A revolution in how we pay for things is underway, as an increasing amount of commerce and money transfers occur electronically. But so far, the cryptocurrency and blockchain insurgency appears to be on the sidelines.
Take Stripe, for example: The eight-year-old startup processes payments around the world for clients including Google and Uber, and it reported this week that it’s valuation has doubled in recent years to $20 billion. In a parallel sector, TransferWise, the London-based money transfer service, handled 1.4 million payments in March, up from 800,000 a year before, while also reducing its transaction charges. Both companies are refashioning how money flows around the world, and neither uses blockchain to do it.
Blockchain and similar technologies have been touted variously as faster, safer, and/or cheaper than more traditional systems. But TransferWise says it has been better off without it. “Using the pretty tried and tested modern technologies to offer the services securely, that’s all that’s needed,” TransferWise CEO Kristo Käärmann said recently in an interview. “If anything, blockchain at this point slows it down or makes it more expensive.”
Stripe may be more optimistic about the potential for crypto and blockchain. The company dropped support for bitcoin payments because it wasn’t being used. However John Collison, Stripe’s president and co-founder, told Recode this month that he still sees potential for crypto for payments outside the likes of the US, which already has an established, well-functioning system. The San Francisco-based company also said in 2014 that it provided funding for Stellar, a digital token which could be used for cross border payments.
And then there’s JPMorgan, which announced this week that it had widened its interbank blockchain network (paywall) to more than 75 institutions around the world. However the the Interbank Information Network (IIN), as it’s called, won’t replace the underlying payment system, said JPMorgan managing director Sungmahn Seo in an interview. Those rails remain the same.
Instead, IIN will be used when there’s a problem in the complex correspondent-banking system. Banks can then look to this shared, immutable record of transactions for missing or incorrect details. The parties don’t have to rely, or trust, any one bank to keep the records. He said this information sharing was “the perfect model” for blockchain. However Seo also said he had come to a similar conclusion as others: That blockchain doesn’t necessarily make payments faster.
TransferWise’s chief technology officer Harsh Sinha says the company has sped up this process by replacing the correspondent banking network altogether—it strips out the intermediary banks—and didn’t need crypto to do it. “We’re still waiting to see an innovative use of blockchain technology that solves the bigger problems with cross border payments,” he said.

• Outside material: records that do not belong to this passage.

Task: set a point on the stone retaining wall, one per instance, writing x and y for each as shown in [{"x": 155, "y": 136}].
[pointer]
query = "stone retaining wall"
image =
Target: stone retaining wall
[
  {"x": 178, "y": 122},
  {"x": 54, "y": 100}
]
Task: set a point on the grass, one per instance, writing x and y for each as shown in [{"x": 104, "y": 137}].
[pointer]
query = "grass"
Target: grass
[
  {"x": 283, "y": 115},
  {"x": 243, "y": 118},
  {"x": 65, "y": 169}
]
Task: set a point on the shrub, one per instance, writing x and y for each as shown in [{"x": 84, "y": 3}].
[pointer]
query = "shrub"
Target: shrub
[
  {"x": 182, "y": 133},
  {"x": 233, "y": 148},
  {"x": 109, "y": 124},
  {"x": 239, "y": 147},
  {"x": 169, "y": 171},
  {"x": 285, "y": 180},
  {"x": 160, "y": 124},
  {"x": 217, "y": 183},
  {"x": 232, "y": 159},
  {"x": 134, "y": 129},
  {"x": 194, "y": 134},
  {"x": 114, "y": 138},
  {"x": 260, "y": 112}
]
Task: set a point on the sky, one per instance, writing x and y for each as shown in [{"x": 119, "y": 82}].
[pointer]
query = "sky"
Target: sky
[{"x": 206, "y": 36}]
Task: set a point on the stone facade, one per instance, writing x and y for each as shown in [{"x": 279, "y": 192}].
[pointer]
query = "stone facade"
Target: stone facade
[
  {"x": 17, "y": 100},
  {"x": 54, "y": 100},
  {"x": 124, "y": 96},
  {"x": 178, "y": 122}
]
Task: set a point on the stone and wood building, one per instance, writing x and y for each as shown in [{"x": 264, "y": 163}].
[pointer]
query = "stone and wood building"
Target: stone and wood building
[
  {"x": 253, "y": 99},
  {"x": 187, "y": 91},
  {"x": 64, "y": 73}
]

Ripple, whose investors include Google Ventures, has been among the highest-profile companies seeking to replace traditional banking systems with crypto technology. It has been adding money transfer companies and banks to its network, and says pilots have shown that cross border payments using its systems and its preferred XRP crypto coin were cheaper. There are questions, however, about banks’ willingness to use such products, and Western Union said this summer that it didn’t make payments cheaper.
Stripe’s latest valuation, meanwhile, happens to be closing in on XRP’s $21 billion total market value. Perhaps it’s worth noting that, for the moment at least, the most promising payment companies may not be crypto companies.